SIGPID uses 22 significant permissions to classify different families of malware and benign apps. Compared with SIGPID, the F-measure of MADFU is 95.5%, and the SIGPID is 94.6%. SIGPID takes 1.5 times as long to learns and tests data as the method. The MADFU method has a higher F-measure and less training and learning time. Above all, MADFU performs better than the SIGPID method in this case. It can be seen from Table 3 that MADFU is superior to chi-square in accuracy and F-measure.

The accuracies of FEST [18] and FgDetector [19] were 98% and 98.15%, respectively. These are better than MADFU, at 95.5%. However, FEST is detected by 5 types (permission, API, action, IP and URL) of 398 typical features. FgDetector used the hardware components, requested permissions, app components, filtered intents, API calls and used permissions etc. for detection. MADFU only uses 18 dangerous permissions for analysis. So, MADFU has small feature dimension and high efficiency in learning and classification.

5. Discussion and Future Work

In this paper, we use the logistic regression function to model the Android app detection model and use the MCMC algorithm to sample the model parameters. During the analysis, we found that there are uncertainties in the features of Android apps’ detection. The uncertainty of these features affects the detection effect. MADFU solves the uncertainty in the detection process of dangerous permissions. The detection effect of MADFU is improved compared with the detection effect of directly using 24 dangerous permissions. In this paper, only 18 dangerous permissions, with the largest contributions to classification, are used for detection. Compared with other methods, MADFU learning and classification time and memory consumption are reduced.

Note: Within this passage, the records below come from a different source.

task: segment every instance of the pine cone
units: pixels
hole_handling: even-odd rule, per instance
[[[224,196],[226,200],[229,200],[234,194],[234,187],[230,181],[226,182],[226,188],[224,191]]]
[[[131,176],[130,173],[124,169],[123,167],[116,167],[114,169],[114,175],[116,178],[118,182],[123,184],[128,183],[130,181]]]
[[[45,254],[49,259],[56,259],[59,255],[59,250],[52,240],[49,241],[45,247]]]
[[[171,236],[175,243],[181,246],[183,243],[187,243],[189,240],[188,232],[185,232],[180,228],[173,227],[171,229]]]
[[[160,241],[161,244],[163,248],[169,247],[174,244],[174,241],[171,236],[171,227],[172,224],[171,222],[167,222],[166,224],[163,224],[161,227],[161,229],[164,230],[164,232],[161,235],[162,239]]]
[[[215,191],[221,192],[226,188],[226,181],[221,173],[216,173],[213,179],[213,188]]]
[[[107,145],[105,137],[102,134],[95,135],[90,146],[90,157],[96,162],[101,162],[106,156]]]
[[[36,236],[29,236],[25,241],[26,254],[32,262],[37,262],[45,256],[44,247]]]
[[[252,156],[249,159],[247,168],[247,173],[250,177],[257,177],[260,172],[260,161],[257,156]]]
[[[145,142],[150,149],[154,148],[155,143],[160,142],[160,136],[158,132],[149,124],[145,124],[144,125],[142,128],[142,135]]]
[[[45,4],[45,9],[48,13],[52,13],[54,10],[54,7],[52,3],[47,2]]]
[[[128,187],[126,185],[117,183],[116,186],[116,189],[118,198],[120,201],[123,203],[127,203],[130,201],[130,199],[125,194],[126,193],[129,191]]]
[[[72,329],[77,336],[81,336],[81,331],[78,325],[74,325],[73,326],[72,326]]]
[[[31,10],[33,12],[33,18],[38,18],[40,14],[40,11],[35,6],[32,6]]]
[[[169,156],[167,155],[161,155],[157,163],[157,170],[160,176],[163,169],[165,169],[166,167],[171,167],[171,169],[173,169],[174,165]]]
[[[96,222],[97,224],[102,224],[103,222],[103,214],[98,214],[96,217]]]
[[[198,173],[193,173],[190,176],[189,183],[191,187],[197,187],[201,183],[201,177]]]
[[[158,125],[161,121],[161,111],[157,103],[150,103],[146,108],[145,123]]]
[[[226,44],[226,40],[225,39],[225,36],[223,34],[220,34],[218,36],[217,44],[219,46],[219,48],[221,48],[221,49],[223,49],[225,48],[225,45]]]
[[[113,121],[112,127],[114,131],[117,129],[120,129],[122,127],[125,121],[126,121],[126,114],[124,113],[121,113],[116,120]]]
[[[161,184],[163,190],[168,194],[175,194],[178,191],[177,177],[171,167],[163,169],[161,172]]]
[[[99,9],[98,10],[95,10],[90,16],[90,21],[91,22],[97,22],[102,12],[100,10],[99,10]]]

Although there are discoveries revealed by these studies, there are also limitations. First, MADFU only uses dangerous permissions to classify Android apps, but some root-exploit apps do not have permission for use during the analysis. Therefore, it is impossible to classify such apps only by permissions. Second, during the analysis, some features with high correlation authority and negative correlation were found. These correlations may have a greater contribution to the classification of Android apps. Third, the majority of apps need to connect to a network to send and receive data, receive updates, and malware may send users’ personal data to instruction through network. Using monitoring network operations of apps on mobile devices is an effective way of catching the malicious behaviors of apps. We will carry out further research on these open issues.

6. Conclusions

In this paper, we present a new static detection technology called MADFU. Through the MCMC algorithm, MADFU calculates the uncertain value of the permission feature in the machine learning classification process. After the uncertainty analysis, 18 permission features are retained for machine learning classification. Compared with the method of directly using 24 dangerous permissions for classification, MADFU has a higher accuracy for the security detection of the Android app. MADFU’s accuracy can reach 95.5%. At the same time, MADFU has a better detection effect on unknown Android apps, and its accuracy can reach 92.7%. Compared with SIGPID, MADFU has a shorter learning and classification time, and has a higher accuracy.